Towering nearly as high as the Washington Monument with an average rotor diameter 12 times as tall as a telephone pole, wind turbines are getting bigger.
That could bode well when it comes to capturing more energy, considering winds typically increase as altitudes rise.
A U.S. Department of Energy report, prepared by the Lawrence Berkeley National Laboratory, shows the average tip height—from the ground to blade tip extended directly overhead—for land-based wind turbines was just under 520 ft (158 m) in 2021. That could rise to 643 ft (196 m) based on proposed turbines in the Federal Aviation Administration’s (FAA) permitting process.
“To optimize project cost and performance, and thus minimize overall cost of energy, turbines continue to grow in size,” according to the report. “The average rated [nameplate] capacity of newly installed wind turbines in the United States in 2021 was 3.0 MW, up 9% from the previous year and 319% since 1998−1999.”
The growth contributed to record production of wind power, which accounted for 32% of U.S. energy capacity growth in the 2021, the Energy Department said in August. Energy generated was enough to power 40 million homes. More than 13,400 MW of new utility-scale land-based wind generation capacity added last year, representing $20 billion in new wind power investment.
The report, part of a trilogy that included reports on offshore wind and distributed wind markets, was released as the U.S. aims to reduce emissions by turning to cleaner forms of energy. Its release also followed passage of the Inflation Reduction Act, which extends the production tax credit for wind for at least 10 years and incentivizes new wind developments and advanced technology.
“These reports show U.S. wind energy deployment and generating capacity are booming—delivering cheap, reliable and clean energy to power even more American homes and businesses,” U.S. Secretary of Energy Jennifer M. Granholm said Aug. 16. “The rapid technological and industrial advances in the domestic wind sector are creating new jobs for the clean energy workforce and assuring wind power’s critical role in achieving President Biden’s climate and decarbonization goals.”
The land-based wind sector is expected to continue seeing taller turbines in the near future, according to the report.
In the last 24 or so years, the average hub height—distance from the ground to the middle of the turbine rotor—has increased by 66%. It rose 4% in 2021 compared to a year earlier.
Jumping 164% in the last two decades, average rotor diameters also have grown significantly. Rotor diameters inched up 2% on average in 2021 to about 418 ft (127 m), allowing turbines to sweep more area to capture more wind for electricity production.
“Trends in rotor scaling in particular, but also hub height, are two of several factors impacting the project-level capacity factors,” according to the report. “The percentage of turbines with hub heights larger than 100 meters increased in 2021, to 28%—up from just 15% in 2020. Finally, the steady progression toward larger rotors continued. In 2011, no turbines employed rotors that were 115 meters [337 ft] in diameter or larger, while 89% of newly installed turbines featured such rotors in 2021 (and 23% of those were at least 130 meters).”

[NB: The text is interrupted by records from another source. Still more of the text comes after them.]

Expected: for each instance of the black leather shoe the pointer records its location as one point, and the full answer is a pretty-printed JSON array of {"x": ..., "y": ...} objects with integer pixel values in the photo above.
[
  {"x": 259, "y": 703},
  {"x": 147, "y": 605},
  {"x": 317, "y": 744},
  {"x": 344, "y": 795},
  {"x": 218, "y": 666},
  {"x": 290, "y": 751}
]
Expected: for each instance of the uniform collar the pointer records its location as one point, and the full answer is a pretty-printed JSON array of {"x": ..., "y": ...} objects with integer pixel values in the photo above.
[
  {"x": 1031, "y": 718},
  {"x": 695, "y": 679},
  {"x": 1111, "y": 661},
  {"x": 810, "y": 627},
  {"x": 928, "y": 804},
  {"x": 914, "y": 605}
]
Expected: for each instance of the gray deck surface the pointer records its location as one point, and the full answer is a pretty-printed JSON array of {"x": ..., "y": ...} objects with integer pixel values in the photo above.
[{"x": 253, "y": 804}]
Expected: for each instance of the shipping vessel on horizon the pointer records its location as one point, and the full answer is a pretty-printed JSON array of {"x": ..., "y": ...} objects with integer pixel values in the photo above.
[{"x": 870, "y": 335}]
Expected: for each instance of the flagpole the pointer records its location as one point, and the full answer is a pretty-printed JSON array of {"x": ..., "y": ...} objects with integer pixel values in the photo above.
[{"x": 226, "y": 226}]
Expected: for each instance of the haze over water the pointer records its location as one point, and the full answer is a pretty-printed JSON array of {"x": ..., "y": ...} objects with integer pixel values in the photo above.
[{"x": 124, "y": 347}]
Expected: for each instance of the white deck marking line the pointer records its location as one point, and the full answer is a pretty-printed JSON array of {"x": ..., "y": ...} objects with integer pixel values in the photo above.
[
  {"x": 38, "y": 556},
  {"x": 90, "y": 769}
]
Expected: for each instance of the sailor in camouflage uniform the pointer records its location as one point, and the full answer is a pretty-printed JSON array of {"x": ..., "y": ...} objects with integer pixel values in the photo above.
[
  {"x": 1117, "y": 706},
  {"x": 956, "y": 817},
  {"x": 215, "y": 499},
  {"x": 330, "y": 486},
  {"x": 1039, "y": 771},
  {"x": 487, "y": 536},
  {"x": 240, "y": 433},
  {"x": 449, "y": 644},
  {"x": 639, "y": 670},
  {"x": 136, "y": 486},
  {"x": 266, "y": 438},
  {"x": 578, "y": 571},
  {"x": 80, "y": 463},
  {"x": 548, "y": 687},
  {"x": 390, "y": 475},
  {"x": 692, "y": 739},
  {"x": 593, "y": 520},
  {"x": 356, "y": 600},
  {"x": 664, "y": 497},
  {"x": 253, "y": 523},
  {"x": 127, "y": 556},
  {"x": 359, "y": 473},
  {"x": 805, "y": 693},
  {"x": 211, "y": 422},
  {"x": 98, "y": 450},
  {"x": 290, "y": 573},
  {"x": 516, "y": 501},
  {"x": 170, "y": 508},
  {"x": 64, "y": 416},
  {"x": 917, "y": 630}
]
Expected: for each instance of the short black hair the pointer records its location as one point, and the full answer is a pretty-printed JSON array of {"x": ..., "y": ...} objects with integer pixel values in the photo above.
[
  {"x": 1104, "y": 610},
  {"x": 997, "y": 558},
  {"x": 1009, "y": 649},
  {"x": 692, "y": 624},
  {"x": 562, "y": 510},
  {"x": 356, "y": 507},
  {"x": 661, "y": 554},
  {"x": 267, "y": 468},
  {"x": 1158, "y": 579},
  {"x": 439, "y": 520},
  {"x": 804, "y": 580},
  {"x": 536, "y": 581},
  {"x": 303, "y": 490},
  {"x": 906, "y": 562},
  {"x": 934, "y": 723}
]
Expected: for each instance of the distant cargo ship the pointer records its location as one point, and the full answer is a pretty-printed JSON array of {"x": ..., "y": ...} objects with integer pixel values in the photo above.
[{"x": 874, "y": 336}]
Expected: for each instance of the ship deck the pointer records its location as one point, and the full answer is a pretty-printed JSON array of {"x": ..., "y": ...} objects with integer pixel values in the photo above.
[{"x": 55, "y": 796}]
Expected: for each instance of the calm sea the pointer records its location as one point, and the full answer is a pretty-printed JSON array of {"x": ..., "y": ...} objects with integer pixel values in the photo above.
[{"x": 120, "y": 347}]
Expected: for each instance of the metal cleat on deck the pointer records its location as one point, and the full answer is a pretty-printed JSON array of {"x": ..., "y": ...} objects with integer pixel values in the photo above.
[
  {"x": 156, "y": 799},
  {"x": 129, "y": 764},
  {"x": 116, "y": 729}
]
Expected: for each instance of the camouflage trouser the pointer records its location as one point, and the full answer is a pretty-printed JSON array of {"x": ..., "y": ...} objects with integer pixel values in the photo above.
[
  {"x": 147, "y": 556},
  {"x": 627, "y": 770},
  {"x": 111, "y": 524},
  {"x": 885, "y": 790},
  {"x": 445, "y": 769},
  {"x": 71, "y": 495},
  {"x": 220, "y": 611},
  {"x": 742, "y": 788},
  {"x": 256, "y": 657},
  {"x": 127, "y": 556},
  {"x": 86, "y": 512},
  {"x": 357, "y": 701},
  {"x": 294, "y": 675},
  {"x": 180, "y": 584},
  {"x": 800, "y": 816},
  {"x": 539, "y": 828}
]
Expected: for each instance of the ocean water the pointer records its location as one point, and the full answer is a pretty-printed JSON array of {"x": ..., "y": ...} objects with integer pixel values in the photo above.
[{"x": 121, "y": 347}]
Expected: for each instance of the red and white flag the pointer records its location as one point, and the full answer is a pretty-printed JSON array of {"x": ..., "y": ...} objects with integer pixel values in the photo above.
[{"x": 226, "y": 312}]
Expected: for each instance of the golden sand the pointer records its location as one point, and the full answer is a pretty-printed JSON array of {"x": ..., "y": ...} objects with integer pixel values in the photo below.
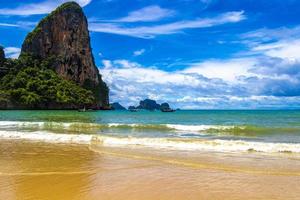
[{"x": 30, "y": 170}]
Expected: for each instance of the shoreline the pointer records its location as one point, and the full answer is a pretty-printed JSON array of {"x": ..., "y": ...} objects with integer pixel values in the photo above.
[{"x": 45, "y": 171}]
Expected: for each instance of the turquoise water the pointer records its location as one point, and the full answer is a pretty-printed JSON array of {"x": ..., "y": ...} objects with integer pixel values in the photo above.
[{"x": 255, "y": 125}]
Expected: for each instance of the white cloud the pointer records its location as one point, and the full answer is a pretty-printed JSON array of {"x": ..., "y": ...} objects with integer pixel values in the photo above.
[
  {"x": 139, "y": 52},
  {"x": 8, "y": 25},
  {"x": 280, "y": 42},
  {"x": 147, "y": 14},
  {"x": 38, "y": 8},
  {"x": 166, "y": 29},
  {"x": 285, "y": 49},
  {"x": 12, "y": 52},
  {"x": 234, "y": 83},
  {"x": 228, "y": 70}
]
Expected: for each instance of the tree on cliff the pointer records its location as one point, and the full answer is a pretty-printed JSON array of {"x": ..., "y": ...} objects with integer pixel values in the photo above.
[{"x": 56, "y": 68}]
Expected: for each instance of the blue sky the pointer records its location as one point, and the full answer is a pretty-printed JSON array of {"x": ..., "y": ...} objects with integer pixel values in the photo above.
[{"x": 208, "y": 54}]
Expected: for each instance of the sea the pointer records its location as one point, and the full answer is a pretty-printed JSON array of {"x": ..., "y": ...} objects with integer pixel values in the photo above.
[
  {"x": 214, "y": 130},
  {"x": 187, "y": 154}
]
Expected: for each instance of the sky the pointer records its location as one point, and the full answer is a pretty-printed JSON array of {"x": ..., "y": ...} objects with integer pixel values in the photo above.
[{"x": 194, "y": 54}]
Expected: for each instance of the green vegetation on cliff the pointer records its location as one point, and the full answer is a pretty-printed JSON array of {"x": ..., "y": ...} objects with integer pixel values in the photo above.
[{"x": 30, "y": 83}]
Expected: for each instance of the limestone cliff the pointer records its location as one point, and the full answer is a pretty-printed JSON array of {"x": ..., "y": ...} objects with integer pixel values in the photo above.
[
  {"x": 63, "y": 38},
  {"x": 2, "y": 56}
]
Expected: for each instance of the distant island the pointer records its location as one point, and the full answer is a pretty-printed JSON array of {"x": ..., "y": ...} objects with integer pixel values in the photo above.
[
  {"x": 147, "y": 104},
  {"x": 56, "y": 68}
]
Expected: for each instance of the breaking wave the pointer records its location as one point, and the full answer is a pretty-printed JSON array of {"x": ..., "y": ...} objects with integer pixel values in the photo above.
[
  {"x": 92, "y": 128},
  {"x": 157, "y": 143}
]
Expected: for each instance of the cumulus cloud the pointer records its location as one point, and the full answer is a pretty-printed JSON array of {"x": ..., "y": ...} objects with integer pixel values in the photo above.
[
  {"x": 147, "y": 14},
  {"x": 38, "y": 8},
  {"x": 167, "y": 28},
  {"x": 12, "y": 52},
  {"x": 260, "y": 82},
  {"x": 139, "y": 52}
]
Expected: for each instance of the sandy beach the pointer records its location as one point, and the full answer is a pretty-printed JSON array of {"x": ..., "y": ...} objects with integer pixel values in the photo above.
[{"x": 38, "y": 170}]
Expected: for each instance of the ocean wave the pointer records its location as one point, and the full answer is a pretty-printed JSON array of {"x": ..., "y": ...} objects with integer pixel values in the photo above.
[
  {"x": 217, "y": 145},
  {"x": 179, "y": 129}
]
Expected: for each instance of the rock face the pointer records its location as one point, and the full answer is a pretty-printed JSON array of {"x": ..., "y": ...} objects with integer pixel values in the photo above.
[
  {"x": 63, "y": 38},
  {"x": 2, "y": 56},
  {"x": 117, "y": 106}
]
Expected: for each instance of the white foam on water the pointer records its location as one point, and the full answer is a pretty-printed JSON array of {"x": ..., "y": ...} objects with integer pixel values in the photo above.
[
  {"x": 198, "y": 145},
  {"x": 158, "y": 143},
  {"x": 176, "y": 127},
  {"x": 197, "y": 128},
  {"x": 46, "y": 137}
]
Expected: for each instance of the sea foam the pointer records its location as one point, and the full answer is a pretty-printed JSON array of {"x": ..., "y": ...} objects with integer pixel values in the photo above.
[{"x": 156, "y": 143}]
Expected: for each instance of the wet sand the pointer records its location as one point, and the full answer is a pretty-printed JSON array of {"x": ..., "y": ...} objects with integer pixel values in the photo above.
[{"x": 32, "y": 170}]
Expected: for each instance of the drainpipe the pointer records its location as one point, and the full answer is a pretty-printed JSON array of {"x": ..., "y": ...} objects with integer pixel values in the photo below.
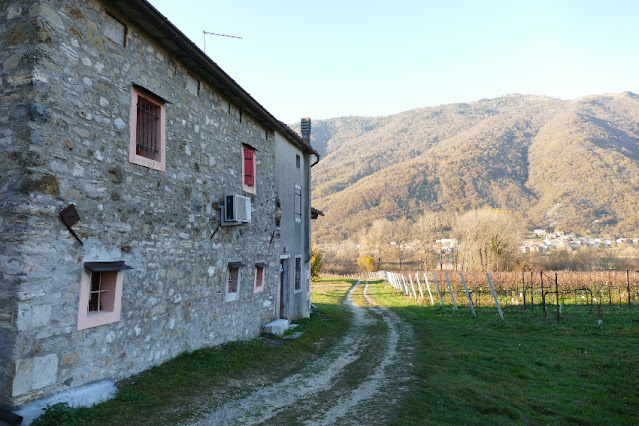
[{"x": 306, "y": 135}]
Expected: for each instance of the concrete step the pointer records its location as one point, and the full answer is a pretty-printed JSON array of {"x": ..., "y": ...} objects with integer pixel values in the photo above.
[{"x": 276, "y": 327}]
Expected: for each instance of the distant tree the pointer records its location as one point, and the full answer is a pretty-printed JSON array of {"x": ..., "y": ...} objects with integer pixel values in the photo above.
[
  {"x": 426, "y": 229},
  {"x": 317, "y": 256},
  {"x": 376, "y": 240},
  {"x": 366, "y": 264},
  {"x": 400, "y": 232},
  {"x": 487, "y": 239}
]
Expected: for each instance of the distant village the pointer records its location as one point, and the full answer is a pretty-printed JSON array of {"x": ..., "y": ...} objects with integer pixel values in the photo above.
[{"x": 547, "y": 241}]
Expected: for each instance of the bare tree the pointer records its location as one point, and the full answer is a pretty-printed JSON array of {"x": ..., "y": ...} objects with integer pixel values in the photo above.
[
  {"x": 426, "y": 229},
  {"x": 377, "y": 239},
  {"x": 488, "y": 239},
  {"x": 400, "y": 231}
]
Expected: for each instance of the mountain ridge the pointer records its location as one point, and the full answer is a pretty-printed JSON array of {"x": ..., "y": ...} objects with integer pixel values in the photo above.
[{"x": 571, "y": 164}]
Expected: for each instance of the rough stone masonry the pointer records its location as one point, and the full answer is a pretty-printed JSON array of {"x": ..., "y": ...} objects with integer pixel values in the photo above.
[{"x": 65, "y": 97}]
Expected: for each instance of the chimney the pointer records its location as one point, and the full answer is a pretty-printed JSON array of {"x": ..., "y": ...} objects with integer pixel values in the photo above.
[{"x": 306, "y": 130}]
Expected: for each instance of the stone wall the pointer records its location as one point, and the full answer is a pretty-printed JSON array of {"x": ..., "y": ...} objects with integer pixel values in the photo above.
[{"x": 66, "y": 87}]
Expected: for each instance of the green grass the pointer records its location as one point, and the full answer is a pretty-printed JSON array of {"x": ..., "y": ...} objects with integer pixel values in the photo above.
[
  {"x": 176, "y": 390},
  {"x": 525, "y": 371}
]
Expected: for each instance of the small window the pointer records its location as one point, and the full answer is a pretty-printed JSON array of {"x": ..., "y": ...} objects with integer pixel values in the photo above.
[
  {"x": 298, "y": 273},
  {"x": 259, "y": 277},
  {"x": 233, "y": 283},
  {"x": 147, "y": 146},
  {"x": 192, "y": 84},
  {"x": 298, "y": 203},
  {"x": 248, "y": 169},
  {"x": 100, "y": 293}
]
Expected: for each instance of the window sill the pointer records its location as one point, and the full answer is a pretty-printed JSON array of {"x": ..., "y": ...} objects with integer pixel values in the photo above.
[
  {"x": 249, "y": 189},
  {"x": 231, "y": 297},
  {"x": 147, "y": 162}
]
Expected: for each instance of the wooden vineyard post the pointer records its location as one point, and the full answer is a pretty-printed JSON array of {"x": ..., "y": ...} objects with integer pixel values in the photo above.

Longer blades enable more wind to be captured, even if the area is typically less windy, according to the Officer of Energy Efficiency & Renewable Energy.
Wind turbines are being deployed in lower wind speed areas, another tech trend highlighted in the report. In 2021, sites had an estimated average long-term wind speed of 8 meters per second at a height of 100 meters aboveground, marking the lowest average speed among new projects in the last eight years. The trend is likely to continue based on FAA and industry data for projects being developed.
“Increasing hub heights help to partially offset these trends, enabling turbines to access higher wind speeds,” the report stated.
Bigger is not necessarily always better. Transporting and installing large turbines and towers can be challenging. Research efforts are underway, however, to improve transportation limitations, targeting more slender and flexible blades and turbine towers that can be assembled onsite, according to the energy department.